From bffe2c05fbd7d85bf0db34f29aa4ee5c7bb55697 Mon Sep 17 00:00:00 2001
From: =?UTF-8?q?Sol=C3=A8ne=20Tarride?= <starride@teklia.com>
Date: Sat, 23 Sep 2023 09:17:26 +0200
Subject: [PATCH] Fix CTC token probability

---
 dan/ocr/decoder.py | 26 ++++++++++++++++----------
 1 file changed, 16 insertions(+), 10 deletions(-)

diff --git a/dan/ocr/decoder.py b/dan/ocr/decoder.py
index 1b8b89d2..b9b256d1 100644
--- a/dan/ocr/decoder.py
+++ b/dan/ocr/decoder.py
@@ -513,20 +513,23 @@ class CTCLanguageDecoder:
         """
         Add CTC frames between each characters to avoid duplicate removal
         """
-        batch_size, _, n_tokens = batch_features.shape
+        high_prob = batch_features.max()
+        low_prob = batch_features.min()
+        batch_size, n_frames, n_tokens = batch_features.shape
 
-        # Create tensor with high probability CTC token
-        high_prob = 0.99
-        low_prob = 1 - high_prob
+        # Reset probabilities for the CTC token
+        batch_features[:, :, -1] = (
+            torch.ones((batch_size, n_frames), dtype=torch.float32) * low_prob
+        )
+
+        # Create a frame with high probability CTC token
         ctc_probs = (
-            torch.ones((batch_size, 1, n_tokens), dtype=torch.float32)
-            * low_prob
-            / (n_tokens - 1)
+            torch.ones((batch_size, 1, n_tokens), dtype=torch.float32) * low_prob
         )
         ctc_probs[:, :, self.blank_token_id] = high_prob
-        ctc_probs = ctc_probs.log()
+        ctc_probs = ctc_probs
 
-        # Insert CTC tensor between frames
+        # Insert the CTC frame between regular frames
         for fn in range(batch_frames.max() - 1):
             batch_features = torch.cat(
                 [
@@ -579,11 +582,14 @@ class CTCLanguageDecoder:
         # Reshape from (batch_size, n_tokens, n_frames) to (batch_size, n_frames, n_tokens)
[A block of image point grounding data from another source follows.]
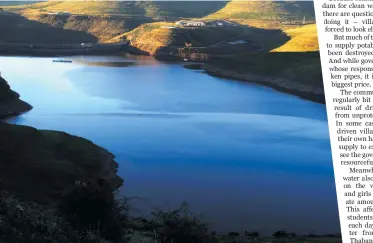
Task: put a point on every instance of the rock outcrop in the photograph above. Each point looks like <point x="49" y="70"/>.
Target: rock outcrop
<point x="38" y="166"/>
<point x="10" y="104"/>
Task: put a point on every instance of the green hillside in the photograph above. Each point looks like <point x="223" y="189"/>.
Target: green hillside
<point x="238" y="9"/>
<point x="130" y="8"/>
<point x="15" y="28"/>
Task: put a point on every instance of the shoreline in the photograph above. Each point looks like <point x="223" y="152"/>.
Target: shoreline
<point x="278" y="84"/>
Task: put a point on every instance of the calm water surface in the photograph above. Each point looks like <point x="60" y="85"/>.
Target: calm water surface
<point x="246" y="156"/>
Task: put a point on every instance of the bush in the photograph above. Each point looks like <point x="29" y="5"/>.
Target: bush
<point x="179" y="226"/>
<point x="91" y="206"/>
<point x="29" y="222"/>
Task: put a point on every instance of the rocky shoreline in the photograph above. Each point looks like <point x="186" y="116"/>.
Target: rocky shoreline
<point x="10" y="104"/>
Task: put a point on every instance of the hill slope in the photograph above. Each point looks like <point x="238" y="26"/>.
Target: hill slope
<point x="15" y="28"/>
<point x="129" y="8"/>
<point x="301" y="39"/>
<point x="238" y="9"/>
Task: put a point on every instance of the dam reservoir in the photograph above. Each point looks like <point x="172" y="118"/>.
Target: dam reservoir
<point x="245" y="156"/>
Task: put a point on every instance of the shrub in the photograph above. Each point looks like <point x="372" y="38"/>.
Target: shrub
<point x="90" y="206"/>
<point x="179" y="226"/>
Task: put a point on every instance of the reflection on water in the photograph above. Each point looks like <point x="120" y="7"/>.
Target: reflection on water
<point x="249" y="157"/>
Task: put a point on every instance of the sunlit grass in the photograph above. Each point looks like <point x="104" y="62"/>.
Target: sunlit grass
<point x="302" y="39"/>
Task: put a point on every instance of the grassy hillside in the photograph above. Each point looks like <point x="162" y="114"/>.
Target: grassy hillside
<point x="15" y="28"/>
<point x="238" y="9"/>
<point x="267" y="14"/>
<point x="103" y="28"/>
<point x="129" y="8"/>
<point x="302" y="39"/>
<point x="151" y="37"/>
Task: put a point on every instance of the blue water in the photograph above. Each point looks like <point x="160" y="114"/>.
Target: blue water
<point x="246" y="156"/>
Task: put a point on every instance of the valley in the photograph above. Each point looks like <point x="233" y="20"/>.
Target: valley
<point x="191" y="98"/>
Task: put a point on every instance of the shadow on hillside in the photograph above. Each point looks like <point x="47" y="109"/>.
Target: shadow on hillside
<point x="16" y="28"/>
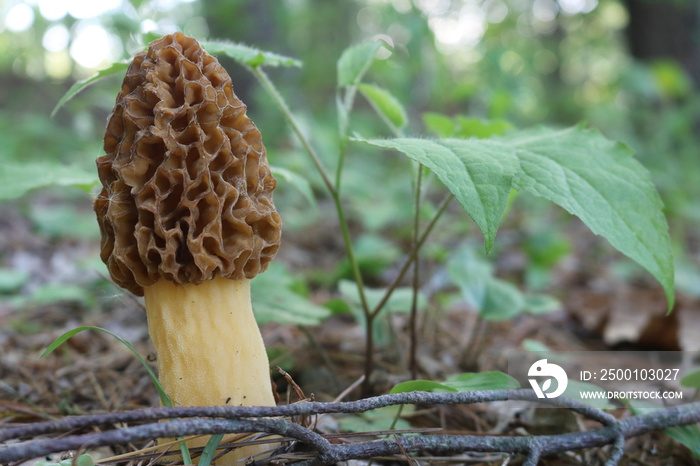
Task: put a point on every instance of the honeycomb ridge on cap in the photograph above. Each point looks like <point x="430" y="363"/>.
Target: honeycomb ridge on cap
<point x="187" y="190"/>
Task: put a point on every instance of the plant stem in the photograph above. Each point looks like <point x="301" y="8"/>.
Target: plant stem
<point x="413" y="324"/>
<point x="332" y="189"/>
<point x="414" y="253"/>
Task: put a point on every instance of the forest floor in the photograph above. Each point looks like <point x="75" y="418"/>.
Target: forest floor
<point x="94" y="373"/>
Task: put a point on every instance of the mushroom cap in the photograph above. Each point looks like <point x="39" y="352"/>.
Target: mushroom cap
<point x="187" y="190"/>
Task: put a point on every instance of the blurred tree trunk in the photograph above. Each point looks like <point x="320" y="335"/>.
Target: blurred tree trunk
<point x="666" y="29"/>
         batch_features = batch_features.permute((0, 2, 1))
 
+        # Insert CTC frames to avoid getting rid of duplicates
+        # Make sure that the CTC token has low probs for other frames
+        batch_features, batch_frames = self.add_ctc_frames(batch_features, batch_frames)
+
         # Apply log softmax
         batch_features = torch.nn.functional.log_softmax(
             batch_features / self.temperature, dim=-1
         )
-        batch_features, batch_frames = self.add_ctc_frames(batch_features, batch_frames)
 
         # No GPU support for torchaudio's ctc_decoder
         batch_features = batch_features.to(self.device)
-- 
GitLab